Notre conscience-moi initie l’acte de méditer, puis, lorsque la liaison avec notre point focal est réalisée, la conscience spatio-temporelle entre en contact avec la sphère de la Rose, c’est à dire avec le champ de conscience de l’Âme éternelle. Dès cet instant, nous ne sommes plus Madame ou Monsieur Untel, mais nous percevons le monde avec la conscience de l’Âme. Cette conscience possède des qualités, comme l’absence de violence, de critique, l’amour universel ; et des facultés dont l’intuition spirituelle ou la capacité à relier les choses et les événements entre autre. L’Âme éternelle comme médiatrice entre le principe spirituel et son moyen de manifestation reçoit les impulsions de l’Esprit et les traduit en images et en impressions pour la conscience-moi qui se relie à elle.

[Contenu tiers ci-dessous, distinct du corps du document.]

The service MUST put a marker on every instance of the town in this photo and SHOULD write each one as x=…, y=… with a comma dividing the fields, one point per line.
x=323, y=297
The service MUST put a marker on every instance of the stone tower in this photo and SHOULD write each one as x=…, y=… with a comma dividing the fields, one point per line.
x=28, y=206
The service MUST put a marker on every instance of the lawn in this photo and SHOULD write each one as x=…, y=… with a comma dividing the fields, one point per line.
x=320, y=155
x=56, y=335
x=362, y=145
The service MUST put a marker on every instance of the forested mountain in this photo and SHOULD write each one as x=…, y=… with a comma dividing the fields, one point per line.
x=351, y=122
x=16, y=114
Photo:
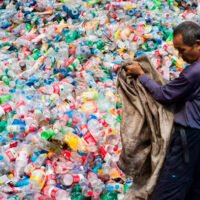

L’état de méditation est donc une exploration entre la conscience du moi et celle du « non moi », de l’Autre en nous. A ce moment là, nous sommes le méditant, puis nous devenons le médité, l’objet de méditation de l’être céleste, du jumeau/compagnon divin qui nous regarde les yeux dans les yeux.
Notre méditation est un travail alchimique profond opérant dans l’être entier. C’est un puissant processus de connaissance de soi qui provoque des élévations sublimes mais peut aussi nous plonger dans des abîmes car la Lumière de l’Âme-Esprit démasque nos zones d’ombre. Les fruits de notre méditation sont multiples : à l’illumination intérieure s’ajoutent de véritables transformations physiologiques générées par cette interaction entre les trois états de conscience. Au fil du temps, il s’opère une liaison toujours plus grande entre les trois dimensions de l’être. Lorsqu’un homme, une femme entreprend ce travail de rétablissement de l’entité céleste « Esprit, Âme et Corps », les bienfaits de la méditation spirituelle dépassent largement sa sphère personnelle. Car l’Homme triple de l’Origine, l’Homme-Microcosme est en lien avec le Grand Univers, le Macrocosme. C’est comme récolter la pure neige éternelle des cimes pour l’apporter à l’homme au pied de la montagne. Lorsque l’Être solaire retrouve sa place dans le plan divin, l’ensemble du vivant, les règnes minéral, végétal, animal et humain bénéficient de son offrande d’éthers de Lumière.